The Arizona Christian School Tuition Organization (ACSTO) is one of the largest voucher-granting groups. From 2010 to 2014 ACSTO received $72.9 million in tax-deductible donations and the group legally kept 10% for “overhead costs.”

According to a New York Times investigation, Senator Yarbrough personally profits from the tax credit voucher scheme. As the executive director of ACSTO he was paid $125,000 in 2014 and received a car worth $16,000 in 2012. On forms submitted to the I.R.S., Yarbrough claimed he worked an average of 40 hours a week for ACSTO, in addition to all the time he works as President of the Arizona State Senate.

The Times reports that ACSTO also paid a private for-profit company called HY Processing $636,000 in 2014, and millions of dollars over the last decade, for “data entry, computer hardware, customer service, information processing, award notifications and related personnel expenses.” Yarbrough and his wife are part owners of the company. Yarbrough also makes an additional $52,000 a year as ACSTO’s landlord.

The scam has worked so well that Republicans in the state legislature are pushing a new expanded voucher give away.

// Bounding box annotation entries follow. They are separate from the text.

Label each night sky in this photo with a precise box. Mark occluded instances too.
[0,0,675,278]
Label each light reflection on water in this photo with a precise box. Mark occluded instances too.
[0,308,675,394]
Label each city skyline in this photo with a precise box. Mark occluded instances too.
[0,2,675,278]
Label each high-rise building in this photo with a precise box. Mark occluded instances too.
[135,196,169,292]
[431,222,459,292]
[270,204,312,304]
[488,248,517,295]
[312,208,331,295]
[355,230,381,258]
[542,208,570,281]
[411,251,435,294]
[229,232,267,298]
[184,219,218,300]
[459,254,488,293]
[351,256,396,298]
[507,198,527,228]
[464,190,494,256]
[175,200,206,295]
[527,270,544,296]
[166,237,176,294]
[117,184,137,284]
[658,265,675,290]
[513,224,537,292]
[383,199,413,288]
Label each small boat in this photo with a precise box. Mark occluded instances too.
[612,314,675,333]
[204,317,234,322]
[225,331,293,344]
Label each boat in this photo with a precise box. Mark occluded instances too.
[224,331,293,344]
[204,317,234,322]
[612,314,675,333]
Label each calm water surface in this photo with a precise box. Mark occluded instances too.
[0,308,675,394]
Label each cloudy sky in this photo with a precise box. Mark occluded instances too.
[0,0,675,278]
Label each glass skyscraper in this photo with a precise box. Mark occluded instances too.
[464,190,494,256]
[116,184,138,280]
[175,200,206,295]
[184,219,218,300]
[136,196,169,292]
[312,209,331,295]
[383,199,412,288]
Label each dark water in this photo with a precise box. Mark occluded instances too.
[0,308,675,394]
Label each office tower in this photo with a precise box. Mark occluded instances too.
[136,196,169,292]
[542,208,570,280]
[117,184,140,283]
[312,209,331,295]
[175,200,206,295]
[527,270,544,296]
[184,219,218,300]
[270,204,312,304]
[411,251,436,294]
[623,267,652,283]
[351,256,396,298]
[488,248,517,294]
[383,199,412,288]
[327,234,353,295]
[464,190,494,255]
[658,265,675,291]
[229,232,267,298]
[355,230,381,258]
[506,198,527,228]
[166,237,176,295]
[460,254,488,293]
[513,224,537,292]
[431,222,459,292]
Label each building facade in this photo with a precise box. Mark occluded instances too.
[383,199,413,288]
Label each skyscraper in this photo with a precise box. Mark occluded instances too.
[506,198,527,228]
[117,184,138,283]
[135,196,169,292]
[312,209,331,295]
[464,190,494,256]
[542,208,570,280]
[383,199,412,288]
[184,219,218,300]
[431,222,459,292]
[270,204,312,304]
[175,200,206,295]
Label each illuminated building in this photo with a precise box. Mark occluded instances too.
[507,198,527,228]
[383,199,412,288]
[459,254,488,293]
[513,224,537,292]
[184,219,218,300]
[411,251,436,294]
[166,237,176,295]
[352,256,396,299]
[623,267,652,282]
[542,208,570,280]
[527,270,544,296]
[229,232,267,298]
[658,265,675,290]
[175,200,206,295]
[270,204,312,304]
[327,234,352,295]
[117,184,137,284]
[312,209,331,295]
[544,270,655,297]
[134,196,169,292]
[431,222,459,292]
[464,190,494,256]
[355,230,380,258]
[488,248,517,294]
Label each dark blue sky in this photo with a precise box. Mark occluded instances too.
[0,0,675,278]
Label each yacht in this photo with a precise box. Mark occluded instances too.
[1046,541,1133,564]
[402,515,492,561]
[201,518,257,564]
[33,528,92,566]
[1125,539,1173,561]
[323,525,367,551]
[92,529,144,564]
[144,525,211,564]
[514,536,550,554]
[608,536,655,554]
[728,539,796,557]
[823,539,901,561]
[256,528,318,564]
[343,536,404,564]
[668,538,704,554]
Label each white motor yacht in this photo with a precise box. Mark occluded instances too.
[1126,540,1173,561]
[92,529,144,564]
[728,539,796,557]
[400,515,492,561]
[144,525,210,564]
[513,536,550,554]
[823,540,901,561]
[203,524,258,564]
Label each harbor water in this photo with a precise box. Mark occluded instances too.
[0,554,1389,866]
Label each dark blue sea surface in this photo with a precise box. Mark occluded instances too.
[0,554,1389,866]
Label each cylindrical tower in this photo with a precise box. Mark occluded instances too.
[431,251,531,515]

Empowerment Scholarship Accounts allow parents to take money that should go directly to local public schools and use it for private-school tuition, homeschooling, tutoring, therapy, and other supposedly “education-related expenses.” However, a state audit found misspent money and spotty oversight. Yarbrough dismissed the report calling the amount not “an awful lot of money.”

Yarbrough’s financial interest in tax credit vouchers was first exposed in 2009 when The East Valley Tribune discovered widespread abuse in Arizona’s tax credit program. In some cases, parents recommended that their donations fund vouchers for friends and neighbor, who then returned the favor. This trade-off has since been banned.

According to the Tucson Weekly, “Arizona’s ongoing tuition tax credit scam was well documented back in 2009 courtesy of some terrific investigative reporting, and it continues to come up in our media now and again. Nothing has changed — what else is new in Arizona?”